Selanjutnya Menyatakan frasa “dipertanggung jawabkan kepada Dewan Pengawas” dalam Pasal 12C ayat (2) Undang-Undang Nomor 19 Tahun 2019 tentang Perubahan Kedua Atas Undang-Undang Nomor 30 Tahun 2002 tentang Komisi Pemberantasan Tindak Pidana Korupsi bertentangan dengan Undang-Undang Dasar Negara Republik Indonesia Tahun 1945 dan tidak mempunyai kekuatan hukum mengikat secara bersyarat sepanjang tidak dimaknai “diberitahukan kepada Dewan Pengawas”. 

Berikutnya menyatakan frasa “tidak selesai dalam jangka waktu paling lama 2 (dua) tahun” dalam Pasal 40 ayat (1) Undang-Undang Nomor 19 Tahun 2019 tentang Perubahan Kedua Atas Undang-Undang Nomor 30 Tahun 2002 tentang Komisi Pemberantasan Tindak Pidana Korupsi bertentangan dengan Undang-Undang Dasar Negara Republik Indonesia Tahun 1945 dan tidak mempunyai kekuatan hukum mengikat sepanjang tidak dimaknai “tidak selesai dalam jangka waktu paling lama 2 (dua) tahun terhitung sejak diterbitkannya Surat Pemberitahuan Dimulainya Penyidikan (SPDP)”. 
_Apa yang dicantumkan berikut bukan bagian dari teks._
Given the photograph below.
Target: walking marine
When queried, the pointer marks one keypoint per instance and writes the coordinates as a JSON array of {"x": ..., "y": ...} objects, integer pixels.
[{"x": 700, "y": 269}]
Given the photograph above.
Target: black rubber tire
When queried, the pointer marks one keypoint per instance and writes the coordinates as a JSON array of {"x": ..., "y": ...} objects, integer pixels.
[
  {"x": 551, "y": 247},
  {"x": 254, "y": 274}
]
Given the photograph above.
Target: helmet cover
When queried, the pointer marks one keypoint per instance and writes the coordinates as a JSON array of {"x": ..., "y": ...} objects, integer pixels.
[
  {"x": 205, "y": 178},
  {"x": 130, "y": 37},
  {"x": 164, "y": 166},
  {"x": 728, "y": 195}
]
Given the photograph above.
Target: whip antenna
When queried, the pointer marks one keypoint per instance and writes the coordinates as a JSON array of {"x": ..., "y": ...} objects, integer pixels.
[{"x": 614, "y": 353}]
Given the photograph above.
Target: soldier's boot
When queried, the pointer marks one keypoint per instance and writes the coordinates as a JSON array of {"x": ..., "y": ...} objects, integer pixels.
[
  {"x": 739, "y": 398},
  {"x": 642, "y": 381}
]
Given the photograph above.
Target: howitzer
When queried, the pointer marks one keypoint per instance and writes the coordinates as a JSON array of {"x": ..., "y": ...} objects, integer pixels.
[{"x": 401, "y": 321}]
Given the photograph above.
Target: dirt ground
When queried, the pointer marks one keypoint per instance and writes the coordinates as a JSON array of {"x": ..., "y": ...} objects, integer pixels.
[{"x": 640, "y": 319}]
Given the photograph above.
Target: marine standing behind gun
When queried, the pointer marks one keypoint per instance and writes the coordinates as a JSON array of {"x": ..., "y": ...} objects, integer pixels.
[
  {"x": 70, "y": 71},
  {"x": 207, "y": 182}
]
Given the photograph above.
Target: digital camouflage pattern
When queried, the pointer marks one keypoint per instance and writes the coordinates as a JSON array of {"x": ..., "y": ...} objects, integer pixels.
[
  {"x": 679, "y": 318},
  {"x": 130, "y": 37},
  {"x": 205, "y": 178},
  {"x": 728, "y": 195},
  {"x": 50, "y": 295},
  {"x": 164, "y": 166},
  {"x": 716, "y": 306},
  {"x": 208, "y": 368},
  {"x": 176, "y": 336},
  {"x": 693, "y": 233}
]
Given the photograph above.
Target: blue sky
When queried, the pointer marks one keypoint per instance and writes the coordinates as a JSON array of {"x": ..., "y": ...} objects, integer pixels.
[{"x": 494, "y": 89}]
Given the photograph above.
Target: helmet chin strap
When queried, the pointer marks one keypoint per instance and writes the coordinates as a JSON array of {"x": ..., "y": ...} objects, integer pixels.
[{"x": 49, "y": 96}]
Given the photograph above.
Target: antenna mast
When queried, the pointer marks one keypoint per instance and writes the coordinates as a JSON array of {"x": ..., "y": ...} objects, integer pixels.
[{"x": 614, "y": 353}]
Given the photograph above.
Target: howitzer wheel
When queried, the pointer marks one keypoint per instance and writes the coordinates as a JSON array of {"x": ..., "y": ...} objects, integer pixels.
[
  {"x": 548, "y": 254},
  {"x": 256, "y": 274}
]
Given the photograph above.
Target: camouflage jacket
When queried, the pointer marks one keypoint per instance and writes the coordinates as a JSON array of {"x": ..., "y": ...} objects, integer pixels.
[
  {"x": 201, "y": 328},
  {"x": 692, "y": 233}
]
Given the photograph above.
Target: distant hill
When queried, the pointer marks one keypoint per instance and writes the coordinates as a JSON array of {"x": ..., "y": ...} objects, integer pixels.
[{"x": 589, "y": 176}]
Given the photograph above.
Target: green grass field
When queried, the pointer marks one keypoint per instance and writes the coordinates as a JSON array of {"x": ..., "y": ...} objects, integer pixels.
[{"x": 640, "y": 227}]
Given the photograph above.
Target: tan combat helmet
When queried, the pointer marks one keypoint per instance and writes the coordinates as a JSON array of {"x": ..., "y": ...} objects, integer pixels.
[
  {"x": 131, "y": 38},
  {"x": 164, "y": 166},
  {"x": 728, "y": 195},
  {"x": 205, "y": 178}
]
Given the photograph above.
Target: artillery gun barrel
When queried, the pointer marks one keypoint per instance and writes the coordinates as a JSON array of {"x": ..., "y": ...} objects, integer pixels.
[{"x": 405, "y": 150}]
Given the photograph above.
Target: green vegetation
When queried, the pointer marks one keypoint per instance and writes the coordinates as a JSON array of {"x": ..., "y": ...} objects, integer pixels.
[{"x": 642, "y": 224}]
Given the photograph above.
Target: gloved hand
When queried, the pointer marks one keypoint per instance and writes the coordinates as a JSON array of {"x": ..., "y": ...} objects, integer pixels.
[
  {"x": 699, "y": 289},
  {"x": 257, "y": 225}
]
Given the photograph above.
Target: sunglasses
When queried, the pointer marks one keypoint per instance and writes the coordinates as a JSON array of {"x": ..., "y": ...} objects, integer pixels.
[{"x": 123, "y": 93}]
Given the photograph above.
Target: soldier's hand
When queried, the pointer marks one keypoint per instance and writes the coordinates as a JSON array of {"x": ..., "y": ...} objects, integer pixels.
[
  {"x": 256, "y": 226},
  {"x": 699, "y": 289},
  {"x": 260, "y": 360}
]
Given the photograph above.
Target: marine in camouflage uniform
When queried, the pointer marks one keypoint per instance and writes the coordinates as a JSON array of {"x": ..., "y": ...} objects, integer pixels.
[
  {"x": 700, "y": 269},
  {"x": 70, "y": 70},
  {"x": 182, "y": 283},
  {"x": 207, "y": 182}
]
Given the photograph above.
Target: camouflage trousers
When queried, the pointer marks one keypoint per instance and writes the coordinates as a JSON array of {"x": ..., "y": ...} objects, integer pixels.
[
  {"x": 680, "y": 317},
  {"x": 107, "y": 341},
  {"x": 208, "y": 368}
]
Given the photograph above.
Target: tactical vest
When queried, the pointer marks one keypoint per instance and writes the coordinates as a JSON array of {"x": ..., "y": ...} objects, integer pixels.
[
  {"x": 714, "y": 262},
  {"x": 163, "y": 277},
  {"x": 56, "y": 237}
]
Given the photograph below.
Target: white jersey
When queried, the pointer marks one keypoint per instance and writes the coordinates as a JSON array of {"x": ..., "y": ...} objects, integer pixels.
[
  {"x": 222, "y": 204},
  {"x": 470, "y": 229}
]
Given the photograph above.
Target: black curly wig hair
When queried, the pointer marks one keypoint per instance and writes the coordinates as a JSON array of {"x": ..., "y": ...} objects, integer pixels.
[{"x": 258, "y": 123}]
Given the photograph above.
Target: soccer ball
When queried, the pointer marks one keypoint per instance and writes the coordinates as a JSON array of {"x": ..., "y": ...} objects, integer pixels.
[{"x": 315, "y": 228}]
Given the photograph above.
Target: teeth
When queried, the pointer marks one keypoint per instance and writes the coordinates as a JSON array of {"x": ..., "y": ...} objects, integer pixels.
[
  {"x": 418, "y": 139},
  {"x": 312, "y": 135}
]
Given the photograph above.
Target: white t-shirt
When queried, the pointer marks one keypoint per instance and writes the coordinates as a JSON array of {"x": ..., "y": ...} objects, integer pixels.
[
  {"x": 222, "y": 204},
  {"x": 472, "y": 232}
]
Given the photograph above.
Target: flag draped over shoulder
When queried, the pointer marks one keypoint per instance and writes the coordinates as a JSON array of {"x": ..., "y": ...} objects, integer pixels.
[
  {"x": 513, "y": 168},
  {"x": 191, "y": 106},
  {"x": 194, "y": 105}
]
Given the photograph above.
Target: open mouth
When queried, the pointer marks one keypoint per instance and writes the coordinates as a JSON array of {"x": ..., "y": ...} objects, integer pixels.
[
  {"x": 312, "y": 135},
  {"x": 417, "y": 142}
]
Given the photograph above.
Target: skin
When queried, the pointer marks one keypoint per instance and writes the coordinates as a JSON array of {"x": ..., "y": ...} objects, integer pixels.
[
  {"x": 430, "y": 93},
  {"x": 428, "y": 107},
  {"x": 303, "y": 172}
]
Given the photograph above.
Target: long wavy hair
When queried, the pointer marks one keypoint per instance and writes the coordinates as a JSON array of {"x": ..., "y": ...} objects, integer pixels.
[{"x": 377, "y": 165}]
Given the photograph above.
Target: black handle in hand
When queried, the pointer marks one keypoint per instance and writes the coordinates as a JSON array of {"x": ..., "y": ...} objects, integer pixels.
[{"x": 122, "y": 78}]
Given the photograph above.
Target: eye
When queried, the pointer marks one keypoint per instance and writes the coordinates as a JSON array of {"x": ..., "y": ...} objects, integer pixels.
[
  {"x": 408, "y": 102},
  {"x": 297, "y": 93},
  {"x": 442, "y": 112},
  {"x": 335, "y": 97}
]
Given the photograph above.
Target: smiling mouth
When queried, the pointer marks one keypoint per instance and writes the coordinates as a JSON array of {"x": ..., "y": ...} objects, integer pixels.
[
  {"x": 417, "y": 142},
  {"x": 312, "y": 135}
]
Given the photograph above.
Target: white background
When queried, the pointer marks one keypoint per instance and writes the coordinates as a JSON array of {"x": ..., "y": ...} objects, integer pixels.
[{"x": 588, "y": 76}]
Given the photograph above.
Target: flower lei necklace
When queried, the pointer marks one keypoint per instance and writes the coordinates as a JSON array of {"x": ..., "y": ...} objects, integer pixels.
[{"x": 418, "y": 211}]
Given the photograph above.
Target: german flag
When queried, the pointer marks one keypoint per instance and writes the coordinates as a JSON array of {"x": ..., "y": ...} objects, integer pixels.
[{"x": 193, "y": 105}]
Serta menyatakan frasa “harus dilaporkan kepada Dewan Pengawas paling lambat 1 (satu) minggu” dalam Pasal 40 ayat (2) Undang-Undang Nomor 19 Tahun 2019 tentang Perubahan Kedua Atas Undang-Undang Nomor 30 Tahun 2002 tentang Komisi Pemberantasan Tindak Pidana Korupsi bertentangan dengan Undang-Undang Dasar Negara Republik Indonesia Tahun 1945 dan tidak mempunyai kekuatan hukum mengikat sepanjang tidak dimaknai “diberitahukan kepada Dewan Pengawas paling lambat 14 (empat belas) hari kerja”. 
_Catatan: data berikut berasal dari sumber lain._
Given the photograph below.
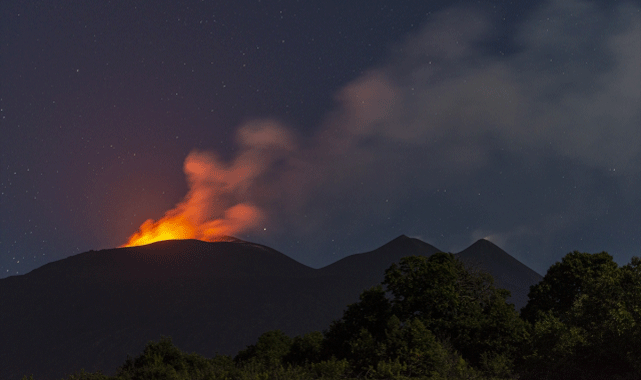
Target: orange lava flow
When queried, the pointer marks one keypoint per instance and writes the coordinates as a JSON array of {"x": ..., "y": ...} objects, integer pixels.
[
  {"x": 209, "y": 211},
  {"x": 165, "y": 229}
]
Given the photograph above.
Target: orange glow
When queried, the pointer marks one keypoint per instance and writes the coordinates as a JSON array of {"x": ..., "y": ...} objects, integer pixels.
[{"x": 211, "y": 209}]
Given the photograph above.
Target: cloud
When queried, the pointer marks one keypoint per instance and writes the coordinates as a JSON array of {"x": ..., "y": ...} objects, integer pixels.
[{"x": 450, "y": 137}]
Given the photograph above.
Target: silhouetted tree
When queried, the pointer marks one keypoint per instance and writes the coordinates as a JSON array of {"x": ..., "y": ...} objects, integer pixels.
[{"x": 586, "y": 317}]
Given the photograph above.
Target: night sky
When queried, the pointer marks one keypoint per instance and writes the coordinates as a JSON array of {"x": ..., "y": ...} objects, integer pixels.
[{"x": 337, "y": 125}]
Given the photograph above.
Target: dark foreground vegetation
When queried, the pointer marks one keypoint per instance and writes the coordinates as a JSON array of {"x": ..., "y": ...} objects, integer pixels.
[{"x": 433, "y": 318}]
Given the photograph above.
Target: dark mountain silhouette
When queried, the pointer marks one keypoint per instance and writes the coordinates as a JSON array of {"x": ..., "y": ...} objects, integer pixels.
[
  {"x": 92, "y": 309},
  {"x": 508, "y": 272}
]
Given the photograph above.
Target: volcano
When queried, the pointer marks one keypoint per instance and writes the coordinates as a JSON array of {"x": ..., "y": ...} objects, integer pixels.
[{"x": 92, "y": 309}]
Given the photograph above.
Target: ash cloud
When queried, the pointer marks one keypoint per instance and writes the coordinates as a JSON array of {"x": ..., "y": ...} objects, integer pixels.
[{"x": 520, "y": 147}]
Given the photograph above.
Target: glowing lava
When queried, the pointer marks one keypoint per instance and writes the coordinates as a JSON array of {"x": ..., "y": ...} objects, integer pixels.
[{"x": 212, "y": 209}]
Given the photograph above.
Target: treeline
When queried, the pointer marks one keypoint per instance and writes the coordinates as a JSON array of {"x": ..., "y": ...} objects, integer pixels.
[{"x": 433, "y": 318}]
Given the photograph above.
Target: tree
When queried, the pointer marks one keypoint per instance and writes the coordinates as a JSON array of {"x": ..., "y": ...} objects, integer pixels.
[
  {"x": 456, "y": 304},
  {"x": 269, "y": 351},
  {"x": 585, "y": 315},
  {"x": 163, "y": 360},
  {"x": 427, "y": 301}
]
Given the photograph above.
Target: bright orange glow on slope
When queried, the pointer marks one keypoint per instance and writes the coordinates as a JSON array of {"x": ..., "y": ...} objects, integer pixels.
[{"x": 212, "y": 208}]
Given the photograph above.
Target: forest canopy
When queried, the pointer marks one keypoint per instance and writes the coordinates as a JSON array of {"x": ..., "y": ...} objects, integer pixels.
[{"x": 434, "y": 318}]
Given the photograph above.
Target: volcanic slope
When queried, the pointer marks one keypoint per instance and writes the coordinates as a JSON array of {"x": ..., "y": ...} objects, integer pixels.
[{"x": 92, "y": 309}]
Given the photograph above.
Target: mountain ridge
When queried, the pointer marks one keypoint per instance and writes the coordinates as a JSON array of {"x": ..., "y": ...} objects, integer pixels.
[{"x": 92, "y": 309}]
Dan menyatakan frasa “atas izin tertulis dari Dewan Pengawas” dalam Pasal 47 ayat (1) Undang-Undang Nomor 19 Tahun 2019 tentang Perubahan Kedua Atas Undang-Undang Nomor 30 Tahun 2002 tentang Komisi Pemberantasan Tindak Pidana Korupsi bertentangan dengan Undang-Undang Dasar Negara Republik Indonesia Tahun 1945 dan tidak mempunyai kekuatan hukum mengikat sepanjang tidak dimaknai “dengan memberitahukan kepada Dewan Pengawas”.